The Clever Keet Bird Playground comes with an interactive pet bird who talks, sings, dances and swings, as well as all the playground equipment, including a swing, wagon and mirror.
Finally, there’s also an adoption certificate in the box, to legitimise ownership and all.
On the perch Clever Keet will move himself forward and backwards causing it to ‘swing’, and when he’s on the ‘dance’ perch, he plays music and dances along to the beat of whatever music you have playing in the house. When Clever Keet is hungry you can put him by his food tray and he makes eating noises and sometimes burps much to the amusement of small children.
On the cart or wagon his body propels the whole thing forward – basically it’s the bird’s contact with the metal connectors that causes it to react depending on where it is.
Actually, this toy does such a lot. Each of the different bits of equipment give it a lot of different options for things to say and you need to go through the manual to make sure you get the best out of the bird and all it’s options.

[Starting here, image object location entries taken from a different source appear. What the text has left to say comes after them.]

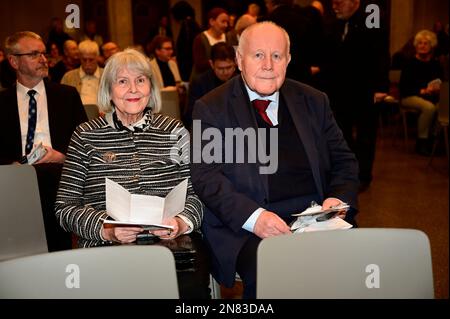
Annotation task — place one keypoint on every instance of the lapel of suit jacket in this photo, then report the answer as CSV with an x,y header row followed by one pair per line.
x,y
240,104
297,105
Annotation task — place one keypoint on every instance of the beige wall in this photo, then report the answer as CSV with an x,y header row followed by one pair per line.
x,y
410,16
33,15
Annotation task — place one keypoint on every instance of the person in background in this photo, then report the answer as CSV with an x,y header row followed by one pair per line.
x,y
244,204
223,68
354,72
184,14
319,6
70,61
254,10
419,88
201,49
53,56
90,33
108,49
86,78
121,146
35,112
243,22
57,34
164,66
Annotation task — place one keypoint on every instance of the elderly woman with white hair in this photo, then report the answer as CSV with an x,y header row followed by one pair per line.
x,y
419,87
131,145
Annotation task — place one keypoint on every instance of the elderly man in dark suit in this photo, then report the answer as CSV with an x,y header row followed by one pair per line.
x,y
244,202
33,112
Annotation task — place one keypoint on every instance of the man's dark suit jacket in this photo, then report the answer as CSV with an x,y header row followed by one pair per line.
x,y
65,113
232,192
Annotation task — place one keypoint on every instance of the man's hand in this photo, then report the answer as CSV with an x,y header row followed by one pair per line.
x,y
123,235
270,224
179,228
331,202
52,156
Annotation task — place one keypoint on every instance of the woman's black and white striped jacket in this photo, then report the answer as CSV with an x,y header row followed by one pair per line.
x,y
150,162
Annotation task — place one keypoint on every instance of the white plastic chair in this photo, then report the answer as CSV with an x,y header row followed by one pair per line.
x,y
124,272
442,119
356,263
22,231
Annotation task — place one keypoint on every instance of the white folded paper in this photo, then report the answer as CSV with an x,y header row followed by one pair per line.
x,y
144,210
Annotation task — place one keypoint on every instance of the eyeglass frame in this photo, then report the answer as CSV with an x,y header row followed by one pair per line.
x,y
32,54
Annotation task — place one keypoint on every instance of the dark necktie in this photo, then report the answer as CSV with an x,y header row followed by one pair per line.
x,y
261,107
32,117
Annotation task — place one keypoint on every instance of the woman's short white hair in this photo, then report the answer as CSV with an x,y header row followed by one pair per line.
x,y
428,35
131,60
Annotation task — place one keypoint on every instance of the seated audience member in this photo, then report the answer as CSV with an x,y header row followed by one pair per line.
x,y
57,34
133,146
244,203
223,67
35,111
417,89
164,67
184,15
253,9
108,49
201,49
70,61
91,33
243,22
86,78
7,74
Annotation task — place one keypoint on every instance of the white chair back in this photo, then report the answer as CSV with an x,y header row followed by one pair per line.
x,y
22,231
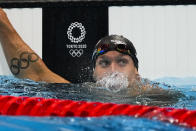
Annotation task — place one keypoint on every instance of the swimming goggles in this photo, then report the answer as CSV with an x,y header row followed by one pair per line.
x,y
103,48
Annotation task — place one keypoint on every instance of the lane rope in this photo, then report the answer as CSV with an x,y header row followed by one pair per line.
x,y
37,106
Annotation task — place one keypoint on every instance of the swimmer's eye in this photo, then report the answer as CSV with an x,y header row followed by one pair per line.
x,y
104,63
122,62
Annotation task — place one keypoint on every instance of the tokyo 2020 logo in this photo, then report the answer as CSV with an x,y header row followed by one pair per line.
x,y
82,32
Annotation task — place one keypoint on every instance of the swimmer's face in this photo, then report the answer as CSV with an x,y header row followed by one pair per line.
x,y
113,61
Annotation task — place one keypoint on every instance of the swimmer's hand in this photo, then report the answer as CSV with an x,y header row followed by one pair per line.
x,y
5,24
22,60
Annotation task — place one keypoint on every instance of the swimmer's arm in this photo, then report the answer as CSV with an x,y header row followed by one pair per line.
x,y
22,60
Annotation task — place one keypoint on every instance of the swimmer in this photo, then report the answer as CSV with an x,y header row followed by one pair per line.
x,y
114,57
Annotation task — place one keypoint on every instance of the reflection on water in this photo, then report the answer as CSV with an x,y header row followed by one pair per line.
x,y
164,96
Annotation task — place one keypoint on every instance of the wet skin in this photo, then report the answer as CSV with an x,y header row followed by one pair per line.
x,y
114,61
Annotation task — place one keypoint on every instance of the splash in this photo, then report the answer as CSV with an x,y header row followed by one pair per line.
x,y
114,81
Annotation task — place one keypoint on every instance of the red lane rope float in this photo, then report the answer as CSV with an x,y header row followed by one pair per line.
x,y
36,106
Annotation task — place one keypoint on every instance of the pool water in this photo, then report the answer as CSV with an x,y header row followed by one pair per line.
x,y
180,93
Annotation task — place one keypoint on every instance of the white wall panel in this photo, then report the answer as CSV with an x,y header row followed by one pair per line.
x,y
28,23
164,37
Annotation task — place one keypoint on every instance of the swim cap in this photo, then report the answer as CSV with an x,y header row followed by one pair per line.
x,y
115,43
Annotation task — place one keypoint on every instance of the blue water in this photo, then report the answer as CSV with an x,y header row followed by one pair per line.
x,y
179,95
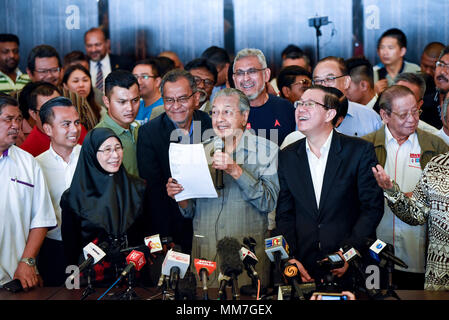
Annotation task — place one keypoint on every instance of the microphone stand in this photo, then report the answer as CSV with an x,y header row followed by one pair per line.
x,y
130,293
166,294
89,289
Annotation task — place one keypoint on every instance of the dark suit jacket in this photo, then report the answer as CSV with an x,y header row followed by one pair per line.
x,y
351,203
161,212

There’s also a record option where the parakeet will… well, parrot, what you’re saying in it’s own non-gender specific voice. My daughter loves this option and some of the phrases you teach it seem to be absorbed into it’s regular chatter, though I’m not entirely sure if that’s just random selection or if we’ve accidentally and unknowingly stumbled on how to make it do that.
This is’t a cheap toy at £44, but I reckon it’s pretty good value for money, all told.
The only negatives of the Clever Keet is that it’s movements have a loud mechanical sound, which sort of spoils the ‘realism’ of the bird. You also can’t buy a spare bird for the play equipment, which I think is a bit of a shame as there are multiple spaces for the bird to sit and at the price it would be nice to have a second bird if you have more than one child who might want to play too. The birds are quite robust and sturdy, and it’s tough to remove them from their contact perches, but that’s neither good or bad, really.
This play set makes up a huge present under the tree, so it’s pretty impressive and is sure to make someone happy!